A loan issued by a bank or other financial institution used to pay off existing debts. The idea is to save money in the long run by reducing interest paid. Also useful for closing credit card accounts.

Warning: When websearching for information on debt consolidation, many of the hits will be companies trying to convince you that they are the best choice for a loan.

First, investigate your options with a nonprofit group such as American Consumer Credit Counseling, available at:

In the UK, debt consolidation loans have a slightly different aim. (OK, so the real aim is to make the lending company a profit, but we'll overlook that!)

The first thing to realise is that to get a loan from a bank, you have to prove that you don't really need it. Hence the sort of companies that offer debt consolidation loans are lending to people who may not have perfect credit histories, or may have other money problems. This is, of course, a higher risk, so they are justified in charging a higher rate of interest than banks.

But the key point in the way these companies work, is that they don't specifically aim to reduce the total amount you pay - they aim to reduce your monthly repayments, therefore making them more affordable. This is usually done by increasing the duration of the loan.

Let's say you owe, on various credit cards, a total of £10,000, with an annual interest rate of 18%. You have to pay off a monthly minimum of 5% every month under normal terms, which equates to £500 and you may not be able to afford this.

By taking out a loan for £10,000 from one of these companies, you can pay off the credit card debt immediately. And by taking out the loan over a period of, say, 10 years, you can reduce the monthly payments to about £150, and even the interest rate may be lower (often under 10%). But as you're paying off less each month, the interest has much longer to build up, and you do end up paying significantly more in the long run.

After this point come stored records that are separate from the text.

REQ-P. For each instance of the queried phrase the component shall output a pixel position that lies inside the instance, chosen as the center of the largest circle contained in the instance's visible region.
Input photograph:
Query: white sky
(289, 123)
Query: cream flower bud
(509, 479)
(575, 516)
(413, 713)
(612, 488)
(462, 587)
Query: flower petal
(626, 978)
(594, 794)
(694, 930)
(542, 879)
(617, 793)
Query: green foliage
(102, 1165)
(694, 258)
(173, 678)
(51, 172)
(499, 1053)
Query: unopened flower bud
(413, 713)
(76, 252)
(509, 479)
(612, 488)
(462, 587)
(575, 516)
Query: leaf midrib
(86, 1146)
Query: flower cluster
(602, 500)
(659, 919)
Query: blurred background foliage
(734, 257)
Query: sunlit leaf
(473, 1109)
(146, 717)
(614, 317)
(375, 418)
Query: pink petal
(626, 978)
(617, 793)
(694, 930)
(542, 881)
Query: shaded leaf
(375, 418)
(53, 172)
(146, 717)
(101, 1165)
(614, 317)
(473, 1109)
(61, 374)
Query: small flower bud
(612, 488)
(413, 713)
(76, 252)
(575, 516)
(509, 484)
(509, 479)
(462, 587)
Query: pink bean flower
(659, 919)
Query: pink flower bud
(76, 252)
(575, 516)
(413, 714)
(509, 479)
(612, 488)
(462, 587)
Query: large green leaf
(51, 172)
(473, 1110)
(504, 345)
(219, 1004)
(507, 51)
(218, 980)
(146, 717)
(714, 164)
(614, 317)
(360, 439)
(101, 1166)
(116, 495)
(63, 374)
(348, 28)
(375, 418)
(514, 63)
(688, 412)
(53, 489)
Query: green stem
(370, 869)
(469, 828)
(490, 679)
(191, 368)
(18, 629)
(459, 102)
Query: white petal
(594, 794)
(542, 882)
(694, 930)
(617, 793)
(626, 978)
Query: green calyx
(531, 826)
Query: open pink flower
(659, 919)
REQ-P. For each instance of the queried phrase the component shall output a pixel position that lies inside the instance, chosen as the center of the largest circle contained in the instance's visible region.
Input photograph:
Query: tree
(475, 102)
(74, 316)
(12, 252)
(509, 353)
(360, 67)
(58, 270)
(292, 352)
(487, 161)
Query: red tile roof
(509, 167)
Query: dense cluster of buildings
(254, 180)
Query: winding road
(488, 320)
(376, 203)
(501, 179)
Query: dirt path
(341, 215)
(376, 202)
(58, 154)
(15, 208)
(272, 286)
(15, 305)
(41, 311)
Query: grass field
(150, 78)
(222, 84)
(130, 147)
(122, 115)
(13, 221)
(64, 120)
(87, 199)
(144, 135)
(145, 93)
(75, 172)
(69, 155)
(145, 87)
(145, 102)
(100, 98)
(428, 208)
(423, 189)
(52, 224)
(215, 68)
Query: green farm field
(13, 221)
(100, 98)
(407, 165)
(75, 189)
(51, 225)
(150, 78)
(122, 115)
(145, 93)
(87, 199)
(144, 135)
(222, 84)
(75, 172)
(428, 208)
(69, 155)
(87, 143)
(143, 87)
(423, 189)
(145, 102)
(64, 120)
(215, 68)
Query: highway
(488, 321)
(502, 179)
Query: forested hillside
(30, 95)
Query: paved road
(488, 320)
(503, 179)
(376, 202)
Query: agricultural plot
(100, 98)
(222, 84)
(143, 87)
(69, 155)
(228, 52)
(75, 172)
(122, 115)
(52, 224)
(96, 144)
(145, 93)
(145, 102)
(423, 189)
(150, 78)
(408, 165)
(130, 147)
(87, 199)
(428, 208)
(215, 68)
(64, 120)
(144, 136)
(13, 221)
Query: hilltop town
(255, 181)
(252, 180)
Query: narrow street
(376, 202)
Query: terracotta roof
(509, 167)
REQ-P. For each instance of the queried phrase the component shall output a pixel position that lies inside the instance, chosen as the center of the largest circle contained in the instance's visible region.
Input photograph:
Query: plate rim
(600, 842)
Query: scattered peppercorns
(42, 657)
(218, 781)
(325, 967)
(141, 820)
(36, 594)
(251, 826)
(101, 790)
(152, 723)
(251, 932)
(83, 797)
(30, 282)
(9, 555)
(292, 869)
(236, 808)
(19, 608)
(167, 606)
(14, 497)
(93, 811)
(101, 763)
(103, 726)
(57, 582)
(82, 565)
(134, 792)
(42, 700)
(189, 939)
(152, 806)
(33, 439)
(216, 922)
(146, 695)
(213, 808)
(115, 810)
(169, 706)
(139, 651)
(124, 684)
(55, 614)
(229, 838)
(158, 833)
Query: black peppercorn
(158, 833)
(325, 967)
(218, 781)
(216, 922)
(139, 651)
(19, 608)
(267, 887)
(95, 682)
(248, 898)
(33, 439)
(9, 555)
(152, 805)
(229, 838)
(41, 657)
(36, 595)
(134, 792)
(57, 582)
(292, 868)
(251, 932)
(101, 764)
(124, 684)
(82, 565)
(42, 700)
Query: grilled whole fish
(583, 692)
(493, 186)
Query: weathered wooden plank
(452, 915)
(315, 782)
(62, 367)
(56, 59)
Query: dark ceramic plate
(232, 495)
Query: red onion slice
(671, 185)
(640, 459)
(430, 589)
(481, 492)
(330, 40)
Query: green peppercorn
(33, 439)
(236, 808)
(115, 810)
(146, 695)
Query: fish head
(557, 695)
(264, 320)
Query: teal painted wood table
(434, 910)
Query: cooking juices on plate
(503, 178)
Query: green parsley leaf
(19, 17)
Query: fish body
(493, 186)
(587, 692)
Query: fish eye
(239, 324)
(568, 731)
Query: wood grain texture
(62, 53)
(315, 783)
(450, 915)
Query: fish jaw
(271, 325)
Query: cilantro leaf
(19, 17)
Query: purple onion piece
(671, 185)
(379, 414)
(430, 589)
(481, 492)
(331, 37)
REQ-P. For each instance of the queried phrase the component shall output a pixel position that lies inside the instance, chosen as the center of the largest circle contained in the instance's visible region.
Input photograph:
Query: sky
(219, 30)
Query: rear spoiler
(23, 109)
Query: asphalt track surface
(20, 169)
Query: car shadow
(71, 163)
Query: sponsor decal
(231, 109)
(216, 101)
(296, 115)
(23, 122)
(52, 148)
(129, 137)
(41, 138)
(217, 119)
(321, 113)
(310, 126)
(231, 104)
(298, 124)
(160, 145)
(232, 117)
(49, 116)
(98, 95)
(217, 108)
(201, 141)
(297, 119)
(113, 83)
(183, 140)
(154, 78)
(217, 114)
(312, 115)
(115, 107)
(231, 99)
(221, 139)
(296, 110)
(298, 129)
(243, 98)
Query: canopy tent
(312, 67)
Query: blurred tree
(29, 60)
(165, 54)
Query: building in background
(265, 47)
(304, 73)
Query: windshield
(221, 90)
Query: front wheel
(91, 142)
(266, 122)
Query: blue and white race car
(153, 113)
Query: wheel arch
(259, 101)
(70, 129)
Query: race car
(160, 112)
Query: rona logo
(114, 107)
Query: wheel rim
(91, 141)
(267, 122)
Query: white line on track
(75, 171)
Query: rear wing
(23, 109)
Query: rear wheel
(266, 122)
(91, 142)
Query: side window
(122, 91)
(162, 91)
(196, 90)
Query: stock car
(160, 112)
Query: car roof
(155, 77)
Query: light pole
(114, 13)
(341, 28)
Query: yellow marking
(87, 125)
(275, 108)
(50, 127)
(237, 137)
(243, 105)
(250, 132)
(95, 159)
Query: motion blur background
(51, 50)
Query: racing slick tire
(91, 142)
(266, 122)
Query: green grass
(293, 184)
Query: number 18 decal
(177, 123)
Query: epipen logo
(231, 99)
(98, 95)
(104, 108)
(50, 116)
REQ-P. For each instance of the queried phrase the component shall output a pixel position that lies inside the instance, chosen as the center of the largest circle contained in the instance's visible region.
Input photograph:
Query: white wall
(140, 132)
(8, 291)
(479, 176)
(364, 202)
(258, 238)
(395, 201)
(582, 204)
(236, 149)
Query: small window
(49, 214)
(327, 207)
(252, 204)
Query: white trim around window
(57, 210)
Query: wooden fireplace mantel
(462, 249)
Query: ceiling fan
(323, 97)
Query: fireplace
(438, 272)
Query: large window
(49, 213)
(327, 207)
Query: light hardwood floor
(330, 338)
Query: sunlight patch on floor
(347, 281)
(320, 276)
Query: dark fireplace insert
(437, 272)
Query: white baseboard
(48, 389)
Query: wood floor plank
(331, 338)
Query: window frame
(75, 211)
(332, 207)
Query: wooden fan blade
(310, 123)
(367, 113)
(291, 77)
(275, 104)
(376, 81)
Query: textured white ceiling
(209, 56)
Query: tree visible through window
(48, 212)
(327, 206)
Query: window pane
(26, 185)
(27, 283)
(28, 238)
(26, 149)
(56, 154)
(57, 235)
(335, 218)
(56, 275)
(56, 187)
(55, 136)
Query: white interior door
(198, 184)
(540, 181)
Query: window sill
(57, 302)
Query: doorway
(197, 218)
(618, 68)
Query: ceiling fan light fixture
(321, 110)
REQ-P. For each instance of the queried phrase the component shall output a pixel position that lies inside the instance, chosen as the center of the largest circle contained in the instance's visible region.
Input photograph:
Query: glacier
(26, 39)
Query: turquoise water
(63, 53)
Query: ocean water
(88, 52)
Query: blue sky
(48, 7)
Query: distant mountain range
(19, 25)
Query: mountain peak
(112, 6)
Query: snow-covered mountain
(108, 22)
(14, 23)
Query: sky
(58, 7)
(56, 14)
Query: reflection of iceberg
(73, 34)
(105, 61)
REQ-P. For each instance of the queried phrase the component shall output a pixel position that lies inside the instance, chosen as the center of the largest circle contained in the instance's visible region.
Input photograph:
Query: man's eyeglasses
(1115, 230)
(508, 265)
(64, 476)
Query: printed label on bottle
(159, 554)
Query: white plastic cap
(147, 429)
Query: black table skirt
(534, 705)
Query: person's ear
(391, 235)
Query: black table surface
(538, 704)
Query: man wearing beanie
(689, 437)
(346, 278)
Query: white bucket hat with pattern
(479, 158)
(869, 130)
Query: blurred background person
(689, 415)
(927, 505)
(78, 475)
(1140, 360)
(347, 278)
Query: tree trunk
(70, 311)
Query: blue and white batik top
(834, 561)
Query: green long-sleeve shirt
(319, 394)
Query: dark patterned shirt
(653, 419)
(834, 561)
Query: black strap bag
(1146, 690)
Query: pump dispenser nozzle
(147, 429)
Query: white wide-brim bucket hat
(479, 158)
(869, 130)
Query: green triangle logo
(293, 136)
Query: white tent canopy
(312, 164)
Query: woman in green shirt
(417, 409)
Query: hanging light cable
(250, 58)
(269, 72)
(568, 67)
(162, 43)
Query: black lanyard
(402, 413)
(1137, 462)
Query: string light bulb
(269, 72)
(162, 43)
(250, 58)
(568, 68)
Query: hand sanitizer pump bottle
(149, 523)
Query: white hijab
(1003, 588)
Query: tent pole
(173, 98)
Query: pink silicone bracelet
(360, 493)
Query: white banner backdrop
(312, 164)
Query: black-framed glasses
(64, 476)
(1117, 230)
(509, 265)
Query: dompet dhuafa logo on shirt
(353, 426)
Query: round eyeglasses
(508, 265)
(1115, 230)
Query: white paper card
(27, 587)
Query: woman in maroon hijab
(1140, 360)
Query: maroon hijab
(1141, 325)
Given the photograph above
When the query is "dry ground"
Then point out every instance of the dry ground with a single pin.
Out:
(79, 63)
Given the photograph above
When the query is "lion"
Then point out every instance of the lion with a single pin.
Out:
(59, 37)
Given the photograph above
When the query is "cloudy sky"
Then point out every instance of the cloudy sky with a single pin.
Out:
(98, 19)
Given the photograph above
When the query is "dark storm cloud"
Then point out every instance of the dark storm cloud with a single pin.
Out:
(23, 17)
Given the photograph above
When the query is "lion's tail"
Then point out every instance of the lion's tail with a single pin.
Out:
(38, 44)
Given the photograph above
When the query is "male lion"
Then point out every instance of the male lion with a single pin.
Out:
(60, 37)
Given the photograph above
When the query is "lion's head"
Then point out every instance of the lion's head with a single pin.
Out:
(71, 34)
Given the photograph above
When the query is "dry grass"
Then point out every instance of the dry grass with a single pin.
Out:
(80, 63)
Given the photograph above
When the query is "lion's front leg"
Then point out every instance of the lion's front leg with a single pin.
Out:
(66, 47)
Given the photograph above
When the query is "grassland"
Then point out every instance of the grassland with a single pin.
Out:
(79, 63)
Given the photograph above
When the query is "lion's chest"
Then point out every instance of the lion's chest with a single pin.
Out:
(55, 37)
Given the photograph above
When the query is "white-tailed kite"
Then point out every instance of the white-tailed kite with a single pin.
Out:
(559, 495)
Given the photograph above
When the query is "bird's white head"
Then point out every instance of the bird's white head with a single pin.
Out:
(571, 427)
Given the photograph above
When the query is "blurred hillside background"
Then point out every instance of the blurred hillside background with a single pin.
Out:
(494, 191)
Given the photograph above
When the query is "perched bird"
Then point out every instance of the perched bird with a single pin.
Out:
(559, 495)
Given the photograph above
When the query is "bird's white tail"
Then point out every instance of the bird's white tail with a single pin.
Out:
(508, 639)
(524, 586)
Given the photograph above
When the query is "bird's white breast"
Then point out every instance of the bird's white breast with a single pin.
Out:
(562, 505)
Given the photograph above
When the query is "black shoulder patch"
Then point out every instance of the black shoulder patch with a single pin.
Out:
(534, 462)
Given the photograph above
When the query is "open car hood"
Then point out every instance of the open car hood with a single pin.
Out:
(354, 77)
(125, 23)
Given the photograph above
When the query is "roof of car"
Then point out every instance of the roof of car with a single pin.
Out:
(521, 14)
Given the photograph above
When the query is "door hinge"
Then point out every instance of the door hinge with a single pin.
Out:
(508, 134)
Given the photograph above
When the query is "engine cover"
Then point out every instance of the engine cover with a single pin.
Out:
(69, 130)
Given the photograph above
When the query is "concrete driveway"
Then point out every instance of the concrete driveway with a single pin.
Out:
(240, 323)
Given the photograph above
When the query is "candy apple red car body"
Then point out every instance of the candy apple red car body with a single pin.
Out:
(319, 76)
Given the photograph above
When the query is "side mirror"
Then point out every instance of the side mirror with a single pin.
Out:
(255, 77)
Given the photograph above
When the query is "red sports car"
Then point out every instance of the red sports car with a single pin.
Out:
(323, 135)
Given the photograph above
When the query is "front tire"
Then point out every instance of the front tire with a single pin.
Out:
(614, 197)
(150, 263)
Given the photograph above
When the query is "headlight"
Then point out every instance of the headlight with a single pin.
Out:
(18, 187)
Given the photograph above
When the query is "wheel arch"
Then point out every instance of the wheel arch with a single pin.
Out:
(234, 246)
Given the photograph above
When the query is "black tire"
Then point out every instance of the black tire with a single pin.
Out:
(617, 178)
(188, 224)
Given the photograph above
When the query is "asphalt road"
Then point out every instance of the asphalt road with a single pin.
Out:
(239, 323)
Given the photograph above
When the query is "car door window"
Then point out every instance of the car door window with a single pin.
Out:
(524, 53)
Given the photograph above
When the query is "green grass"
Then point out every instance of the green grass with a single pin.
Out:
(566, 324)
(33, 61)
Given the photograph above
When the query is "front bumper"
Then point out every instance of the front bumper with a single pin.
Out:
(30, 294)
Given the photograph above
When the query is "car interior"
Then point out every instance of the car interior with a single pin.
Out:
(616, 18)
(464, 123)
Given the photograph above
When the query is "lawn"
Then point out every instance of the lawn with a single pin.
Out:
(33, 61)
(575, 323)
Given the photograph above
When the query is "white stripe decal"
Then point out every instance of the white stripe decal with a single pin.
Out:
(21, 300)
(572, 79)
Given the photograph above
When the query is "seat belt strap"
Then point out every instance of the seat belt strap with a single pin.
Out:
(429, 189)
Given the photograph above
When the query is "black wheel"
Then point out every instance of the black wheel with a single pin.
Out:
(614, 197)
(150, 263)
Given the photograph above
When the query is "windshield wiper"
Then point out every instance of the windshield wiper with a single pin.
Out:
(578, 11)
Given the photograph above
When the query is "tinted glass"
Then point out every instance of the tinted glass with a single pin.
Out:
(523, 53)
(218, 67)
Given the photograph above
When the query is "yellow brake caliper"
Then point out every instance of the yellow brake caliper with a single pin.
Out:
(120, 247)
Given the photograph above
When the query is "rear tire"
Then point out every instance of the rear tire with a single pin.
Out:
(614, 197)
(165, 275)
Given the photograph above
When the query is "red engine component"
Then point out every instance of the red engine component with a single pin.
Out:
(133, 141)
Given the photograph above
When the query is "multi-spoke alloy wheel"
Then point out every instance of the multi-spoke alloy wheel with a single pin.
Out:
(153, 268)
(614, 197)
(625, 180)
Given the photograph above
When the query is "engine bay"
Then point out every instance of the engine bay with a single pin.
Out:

By comparison, if you were to pay this loan off directly to the credit card company, at £500 / month at 18% interest, you'd pay the loan off in a total of about 2 years and would pay a total amount of about £11,650. The total amount paid over 10 years (even at 8.9%, one of the lowest rates offered by a debt consolidation company), would be nearly £15,000. And, in addition, these loans are often secured on your property so "Your home is at risk if you do not keep up repayments on a mortgage or other loan secured on it".

In the past, there have been a lot of scandals concerning these companies charging penalties and/or extortionate interest rates for people missing even one repayment. However, now, the business is much more regulated, and there are a large number of reputable companies offering these services to people who - for any reason - need money, but can't get a loan from a bank.